Marotta pinned the device to Gate's bone and slid his electric saw through the slots of the jig. The saw sounded like a distant chain saw, and bone chips sprayed as Marotta cut through the thigh bone. Within minutes, the tip of Gate's femur was transformed into four smooth-sided planes, a finely milled foundation for the implant.
"I think it's the biggest advancement in knee replacement surgery in 20 years," he said. "It's such an improvement to the fit."
Samaritan Hospital absorbs the extra $3,500 cost of the OtisKnee method, believing it will be recouped through shorter surgeries and hospital stays which traditionally last three or four days. The average knee replacement surgery costs $36,000 in hospital charges, according to the American Academy of Orthopaedic Surgeons.
Marotta has the OtisKnee on 10 patients and said they recover faster and have smaller incisions.
Gates walked to his room door the day after surgery and down the hallway on the second day. He transferred to a rehab hospital on the third day.
"I'm doing therapy two hours a day, and I tell you, it hurts," he said.
Dr. Lawrence Fein, of Orthopaedic Associates in Saratoga, N.Y., started using the OtisKnee method three months ago and has performed dozens of surgeries with it at Saratoga Hospital.
"It feels more like a natural knee," Fein said.
Dr. Marc Fuchs, a orthopedic surgeon and professor at Albany Medical College, isn't convinced that the OtisKnee is any better than the traditional way to align the knee.
"Not until I see good, long-term follow-ups -- not a three- to six-month follow-up -- will I be convinced," Fuchs said. "You really want something that has gone through peer review."
Anatomy and Gender
Another new development in knee-replacement surgery is the gender-specific knee.
"A woman's anatomy at the knee is different," said D'Ascoli of Ellis Hospital. "A woman has a wider pelvis for child-bearing reasons, and some of the angles around the knee are different."
D'Ascoli has been using the implants designed for women for a year and a half, and he said it's the best fit for about 65 percent of his female patients. The others fit into the traditional knee implants, which offer eight to 10 different sizes.
"I go into the operating room with the ability to do either one," he said.
Computer Guidance
Dr. David Abraham, chief of orthopedics at St. Peter's Hospital in Albany, N.Y., prefers computer-assisted knee surgery.

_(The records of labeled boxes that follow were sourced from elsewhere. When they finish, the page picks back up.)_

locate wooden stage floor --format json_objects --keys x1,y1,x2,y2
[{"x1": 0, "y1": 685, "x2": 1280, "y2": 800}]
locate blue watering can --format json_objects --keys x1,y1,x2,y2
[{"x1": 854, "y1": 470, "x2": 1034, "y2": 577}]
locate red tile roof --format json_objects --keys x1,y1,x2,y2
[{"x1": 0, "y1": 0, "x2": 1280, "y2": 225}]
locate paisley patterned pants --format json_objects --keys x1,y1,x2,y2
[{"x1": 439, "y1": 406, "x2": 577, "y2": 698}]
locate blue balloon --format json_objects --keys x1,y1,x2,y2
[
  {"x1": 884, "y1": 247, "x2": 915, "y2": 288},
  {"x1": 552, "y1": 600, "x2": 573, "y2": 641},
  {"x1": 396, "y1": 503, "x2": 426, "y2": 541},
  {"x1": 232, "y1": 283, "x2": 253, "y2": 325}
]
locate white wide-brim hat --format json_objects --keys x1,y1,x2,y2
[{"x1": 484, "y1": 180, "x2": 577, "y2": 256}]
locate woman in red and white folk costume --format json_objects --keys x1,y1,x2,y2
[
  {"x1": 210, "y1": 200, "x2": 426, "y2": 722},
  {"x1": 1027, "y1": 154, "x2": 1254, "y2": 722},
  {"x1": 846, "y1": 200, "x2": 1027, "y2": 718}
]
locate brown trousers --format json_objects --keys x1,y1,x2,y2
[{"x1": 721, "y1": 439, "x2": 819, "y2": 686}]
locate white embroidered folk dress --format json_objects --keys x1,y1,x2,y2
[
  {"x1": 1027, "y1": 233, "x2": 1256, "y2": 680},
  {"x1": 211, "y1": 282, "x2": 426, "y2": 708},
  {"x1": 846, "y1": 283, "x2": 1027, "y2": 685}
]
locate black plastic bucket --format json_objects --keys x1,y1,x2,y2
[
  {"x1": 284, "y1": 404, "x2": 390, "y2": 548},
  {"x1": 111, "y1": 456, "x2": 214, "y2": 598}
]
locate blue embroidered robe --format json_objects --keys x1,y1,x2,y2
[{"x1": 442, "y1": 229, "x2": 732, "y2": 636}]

Just like auto technicians use a computer to guide the alignment of an car's tires, he uses a computer to align the bone cuts in the operating room.
"It's like a localized GPS system that we can calculate the position of the hip and the ankle and the computer will guide us where to put the knee in terms of the cuts on the bone," he said.
The computer-assisted knee surgeries have been around for several years. The one-time expense of the computer guidance system is $200,000 to $300,000, Abraham said. The system is more cost-effective for hospitals than the OtisKnee, because surgeons in other specialities, like brain, ear, eyes and nose surgery, can also use it, he said.
As for Gates, the knee replacement patient, he plans to go to Florida for the winter and start golfing in early February.